Payout API keys should be created for a narrow job, not for broad account access. A payout key can be constrained by policy so that even trusted backend automation has clear limits.

| Policy dimension      | What it controls                                            | Example                                                                        |
| --------------------- | ----------------------------------------------------------- | ------------------------------------------------------------------------------ |
| Token                 | Which asset can move.                                       | `USDC` only.                                                                   |
| Chain and network     | Which rail can be used.                                     | `evm` on `base-mainnet`.                                                       |
| Destination policy    | Whether destinations must be allowlisted or can be dynamic. | Allowlisted seller wallets, or dynamic receivers for an approved ramp service. |
| Per-withdrawal amount | Maximum amount for one payout.                              | No single payout above `$500`.                                                 |
| Daily cap             | Maximum amount over a rolling day.                          | No more than `$5,000` per day.                                                 |
| Source IP policy      | Optional backend IP restriction.                            | Only requests from production backend IPs.                                     |

If a payout request violates policy, PayChain rejects it before fund movement. Your backend should treat the rejection as a failed business action, show an operator-friendly reason, and avoid blind retries.

#### Debugging payout policy rejections

When a payout API request is rejected:

1. Check the HTTP status and error `code`.
2. Confirm the key type is a payout API key.
3. Confirm token, chain, and `networkId`.
4. Confirm destination policy allows the receiver.
5. Confirm amount and daily cap.
6. Confirm source IP policy if configured.
7. Log the PayChain `requestId` without logging secrets.

{% hint style="info" %}
**Dynamic recipient note:** Dynamic payout recipients are powerful because the receiver can change per invoice.

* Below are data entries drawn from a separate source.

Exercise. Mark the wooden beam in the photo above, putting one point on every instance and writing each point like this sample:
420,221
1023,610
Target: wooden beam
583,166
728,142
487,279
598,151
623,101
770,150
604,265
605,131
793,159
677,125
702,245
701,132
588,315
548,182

They should only be created from a trusted backend after your system validates the order, receiver, limits, and fraud rules.
{% endhint %}

### Recommended storage

* Store keys in a secret manager or protected environment variables.
* Use separate keys for sandbox and live.
* Use separate keys for collection and payout automation.
* Limit access to production payout keys.
* Rotate keys after suspected exposure or team access changes.

### Logging rules

Do not log:

* API keys.
* Webhook secrets.
* Authorization headers.
* Raw webhook bodies containing sensitive metadata.
* Payout destination auth tokens.
* Full SDK client config.

Log instead:

* Request ID.
* PayChain resource ID.
* Your own order or customer reference.
* Status.
* Environment.
* Timestamp.

### Common mistakes

* Using one production key in every service.
* Putting API keys into frontend code.
* Reusing sandbox webhook secrets in live mode.
* Letting a standard key perform payout-like work through a proxy service.
* Creating dynamic payout recipients from unvalidated client input.